# Waterproof Key???



## CHUV (Jun 25, 2011)

Has anyone ran their key through the washing machine by accident? I'm wondering if the key is waterproof/sealed. It seems to be just judging by the buttons on it being seamlessly integrated but I don't want to find out the hard way and was wondering if someone else has lol. And I'm also too lazy to pop it apart and check for gaskets. 

I've ran my 2007 corolla key FOB through the washing machine by accident and to my surprise after I popped it apart to let it dry it was completely fine. It had rubber seals all around where it comes apart (for battery change) and around the buttons so absolutely no water went in and it worked fine thereafter. 

Anyone willing to soak their key in water for the sake of science and the rest of us here on the forum? Or at least pop it apart and see if theres a good seal on it...


----------



## 70AARCUDA (Nov 14, 2010)

...sorry, but there's no 'rubber' seal (and, not even an aquatic sea-going seal either)
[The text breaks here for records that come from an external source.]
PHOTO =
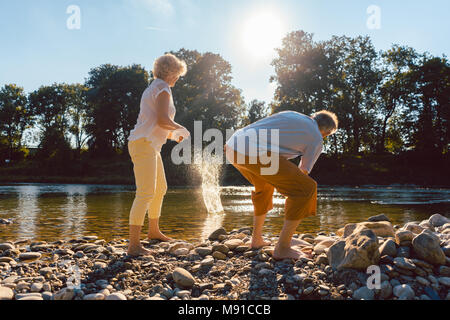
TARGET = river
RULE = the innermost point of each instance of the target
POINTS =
(51, 212)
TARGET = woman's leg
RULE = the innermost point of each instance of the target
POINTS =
(154, 210)
(144, 166)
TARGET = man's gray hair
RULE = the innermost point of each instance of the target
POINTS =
(327, 121)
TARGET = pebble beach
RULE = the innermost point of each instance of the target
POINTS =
(411, 262)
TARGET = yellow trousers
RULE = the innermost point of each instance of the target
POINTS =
(151, 185)
(299, 189)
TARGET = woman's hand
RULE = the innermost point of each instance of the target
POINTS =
(180, 134)
(162, 113)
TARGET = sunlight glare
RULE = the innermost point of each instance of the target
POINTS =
(262, 33)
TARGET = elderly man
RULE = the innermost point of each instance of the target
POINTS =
(278, 138)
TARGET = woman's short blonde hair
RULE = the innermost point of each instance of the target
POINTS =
(327, 121)
(167, 66)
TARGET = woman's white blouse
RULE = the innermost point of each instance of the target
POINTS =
(146, 126)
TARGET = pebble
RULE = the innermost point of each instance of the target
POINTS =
(94, 296)
(404, 263)
(364, 293)
(404, 292)
(6, 293)
(30, 256)
(207, 262)
(37, 287)
(116, 296)
(183, 278)
(219, 255)
(6, 246)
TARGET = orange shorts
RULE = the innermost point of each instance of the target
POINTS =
(299, 189)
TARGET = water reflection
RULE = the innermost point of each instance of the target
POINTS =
(51, 212)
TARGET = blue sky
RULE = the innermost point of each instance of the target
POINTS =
(38, 49)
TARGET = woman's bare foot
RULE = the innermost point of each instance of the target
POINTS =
(139, 251)
(159, 236)
(287, 253)
(258, 243)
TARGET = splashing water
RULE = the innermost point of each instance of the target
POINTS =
(209, 169)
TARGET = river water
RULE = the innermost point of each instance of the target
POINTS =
(51, 212)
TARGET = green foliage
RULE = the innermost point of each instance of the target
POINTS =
(206, 93)
(113, 100)
(15, 117)
(256, 111)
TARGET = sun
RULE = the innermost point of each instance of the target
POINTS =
(262, 33)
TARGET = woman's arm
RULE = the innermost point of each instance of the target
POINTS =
(162, 113)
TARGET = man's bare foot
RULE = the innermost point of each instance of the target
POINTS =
(159, 236)
(258, 243)
(288, 253)
(139, 251)
(299, 242)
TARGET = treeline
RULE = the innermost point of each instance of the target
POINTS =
(389, 103)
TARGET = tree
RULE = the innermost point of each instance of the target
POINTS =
(77, 110)
(206, 93)
(113, 96)
(50, 105)
(339, 75)
(430, 114)
(15, 117)
(395, 90)
(256, 111)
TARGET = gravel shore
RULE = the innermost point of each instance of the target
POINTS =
(410, 262)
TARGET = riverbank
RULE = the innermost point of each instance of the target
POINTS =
(414, 262)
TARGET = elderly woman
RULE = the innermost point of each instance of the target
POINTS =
(155, 125)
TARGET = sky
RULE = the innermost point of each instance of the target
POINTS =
(41, 42)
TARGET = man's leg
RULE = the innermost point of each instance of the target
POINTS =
(262, 198)
(301, 193)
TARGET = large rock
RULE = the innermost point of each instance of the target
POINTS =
(385, 290)
(29, 256)
(180, 245)
(6, 246)
(203, 251)
(404, 292)
(6, 293)
(233, 243)
(94, 297)
(427, 247)
(380, 228)
(336, 254)
(183, 278)
(116, 296)
(360, 251)
(64, 294)
(322, 246)
(388, 248)
(437, 220)
(377, 218)
(413, 227)
(215, 234)
(363, 293)
(403, 236)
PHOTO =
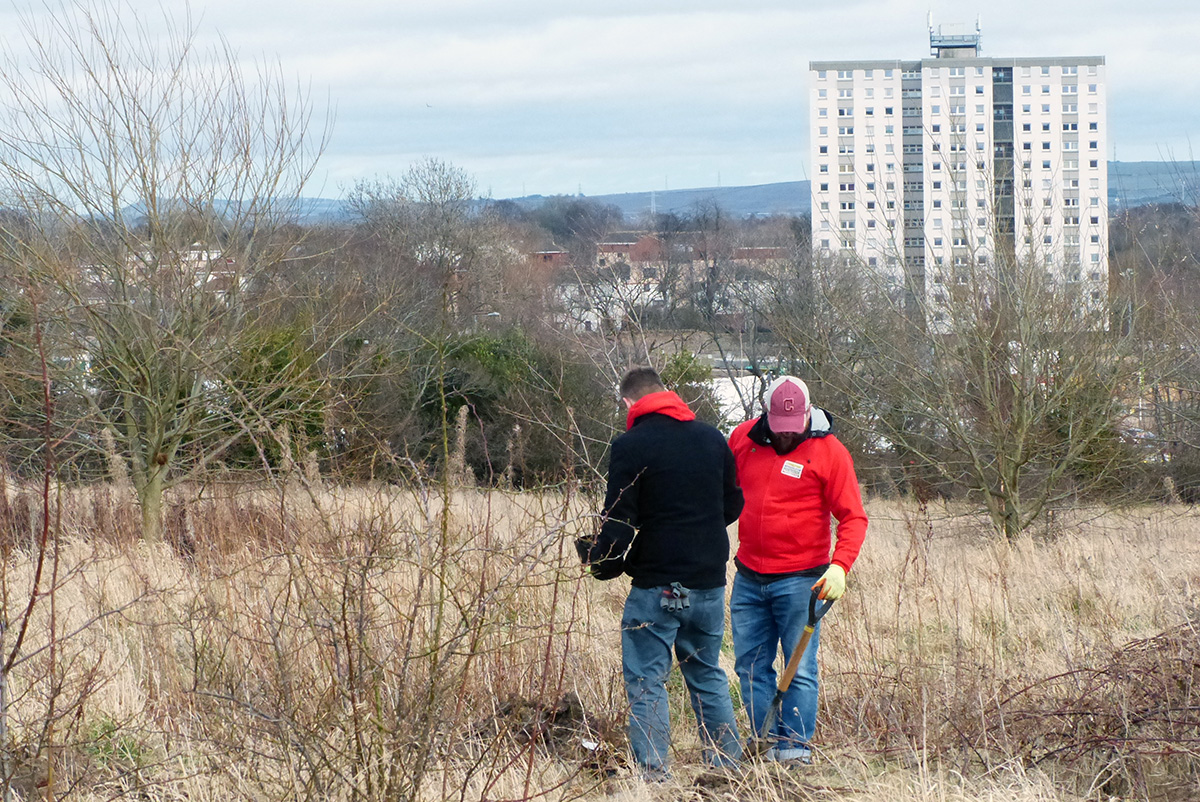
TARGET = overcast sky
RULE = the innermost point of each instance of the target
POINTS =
(537, 96)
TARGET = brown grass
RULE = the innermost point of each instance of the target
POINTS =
(359, 644)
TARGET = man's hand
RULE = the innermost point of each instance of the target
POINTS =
(832, 584)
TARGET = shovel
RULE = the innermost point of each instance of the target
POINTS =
(816, 611)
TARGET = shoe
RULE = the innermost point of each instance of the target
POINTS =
(792, 756)
(655, 776)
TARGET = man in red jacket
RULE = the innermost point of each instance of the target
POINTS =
(795, 474)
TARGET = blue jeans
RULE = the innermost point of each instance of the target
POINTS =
(648, 633)
(763, 617)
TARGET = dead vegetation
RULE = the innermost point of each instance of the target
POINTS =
(346, 644)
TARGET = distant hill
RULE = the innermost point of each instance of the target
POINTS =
(784, 198)
(1131, 184)
(1140, 184)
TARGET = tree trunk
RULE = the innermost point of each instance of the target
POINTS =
(150, 500)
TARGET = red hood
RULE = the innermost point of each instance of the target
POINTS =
(665, 402)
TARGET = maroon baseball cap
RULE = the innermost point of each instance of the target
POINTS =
(787, 405)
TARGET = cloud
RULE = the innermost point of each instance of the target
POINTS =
(619, 94)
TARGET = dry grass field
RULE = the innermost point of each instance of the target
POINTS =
(359, 644)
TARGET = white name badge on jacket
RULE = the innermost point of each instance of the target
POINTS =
(792, 470)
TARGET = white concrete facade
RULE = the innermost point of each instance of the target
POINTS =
(922, 167)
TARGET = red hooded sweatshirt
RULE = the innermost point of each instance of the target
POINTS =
(665, 402)
(790, 498)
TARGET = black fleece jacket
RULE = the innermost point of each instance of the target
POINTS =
(673, 483)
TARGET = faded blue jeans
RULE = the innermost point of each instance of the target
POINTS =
(648, 634)
(763, 617)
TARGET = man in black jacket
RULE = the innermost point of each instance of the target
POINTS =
(672, 490)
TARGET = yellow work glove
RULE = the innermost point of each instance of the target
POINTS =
(832, 584)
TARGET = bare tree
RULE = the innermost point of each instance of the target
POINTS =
(153, 177)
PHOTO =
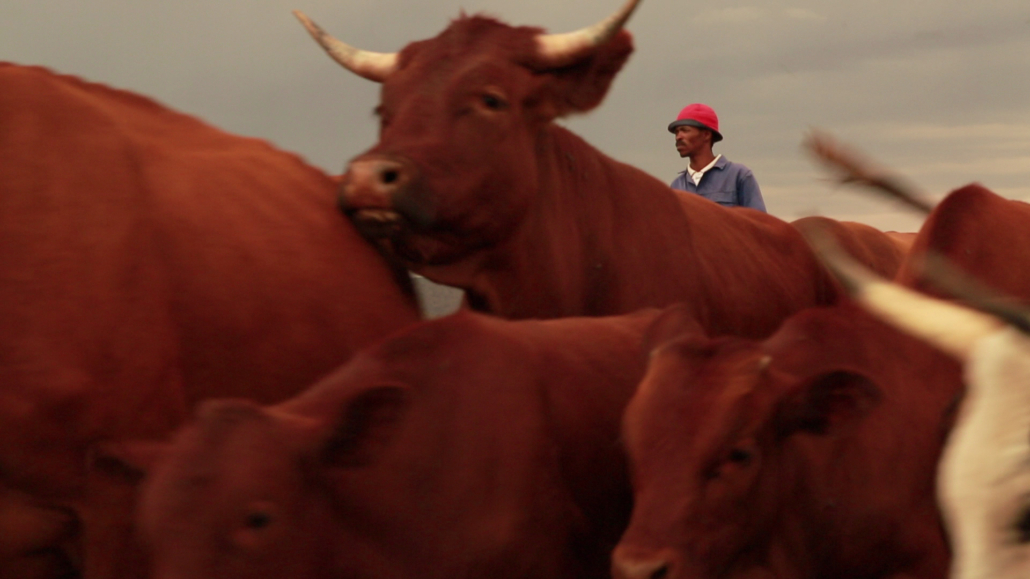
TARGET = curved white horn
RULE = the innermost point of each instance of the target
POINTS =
(948, 327)
(562, 49)
(374, 66)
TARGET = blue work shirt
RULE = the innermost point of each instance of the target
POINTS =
(726, 183)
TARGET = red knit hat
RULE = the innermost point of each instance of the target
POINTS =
(699, 115)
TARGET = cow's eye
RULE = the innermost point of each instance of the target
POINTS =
(493, 102)
(740, 455)
(1023, 526)
(259, 519)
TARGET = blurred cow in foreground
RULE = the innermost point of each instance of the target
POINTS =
(149, 261)
(472, 184)
(812, 453)
(985, 473)
(466, 446)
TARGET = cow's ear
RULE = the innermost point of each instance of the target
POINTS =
(582, 86)
(126, 460)
(673, 322)
(365, 426)
(826, 404)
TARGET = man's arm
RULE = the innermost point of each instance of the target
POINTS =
(748, 194)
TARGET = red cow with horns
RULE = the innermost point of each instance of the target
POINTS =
(473, 185)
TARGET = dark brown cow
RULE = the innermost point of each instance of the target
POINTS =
(467, 446)
(810, 454)
(149, 261)
(472, 184)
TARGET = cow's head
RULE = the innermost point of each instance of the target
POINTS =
(710, 433)
(984, 474)
(455, 168)
(246, 490)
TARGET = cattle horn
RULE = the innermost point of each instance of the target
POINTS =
(853, 167)
(561, 49)
(374, 66)
(948, 327)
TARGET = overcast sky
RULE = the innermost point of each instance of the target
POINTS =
(937, 89)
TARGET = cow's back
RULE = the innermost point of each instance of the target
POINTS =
(980, 232)
(149, 261)
(881, 251)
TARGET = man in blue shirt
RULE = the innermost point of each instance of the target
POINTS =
(713, 177)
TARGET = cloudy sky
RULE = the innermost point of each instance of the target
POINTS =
(937, 89)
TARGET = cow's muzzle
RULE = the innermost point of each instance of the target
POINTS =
(380, 195)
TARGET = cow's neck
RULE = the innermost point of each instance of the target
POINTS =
(597, 226)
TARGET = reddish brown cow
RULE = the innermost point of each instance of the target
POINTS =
(846, 490)
(810, 454)
(472, 184)
(882, 252)
(467, 446)
(981, 232)
(150, 261)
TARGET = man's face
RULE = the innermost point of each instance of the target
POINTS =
(690, 140)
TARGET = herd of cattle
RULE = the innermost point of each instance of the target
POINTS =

...here's a pix: http://parts.nalleygmc.com/images/parts/gm/fullsize/1003101P10-012.JPG


----------



## CHUV (Jun 25, 2011)

Hmmm. It could be molded as part of the top piece. I guess I'll have to take it apart and check it out


----------



## pntballer925 (Feb 27, 2011)

idk, i had my atv key on the same ring as my cruze key when i went mudding a while back. it got full of mud and i accidently left it on the atv while washing it after and it still worked perfect lol


----------



## CHUV (Jun 25, 2011)

I pulled off the cover where the battery sits and it doesn't seem like there are any water gaskets or seals in that area. Though they could be further down where the main board is.


----------



## Mick (Dec 31, 2011)

I would recommend sealing remote in a ziplock before running through the washer. 

I'm out


----------



## Smurfenstein (Nov 16, 2011)

I would recommend getting a clip. They're cheap, you can get them almost anywhere, and its nice to have.


----------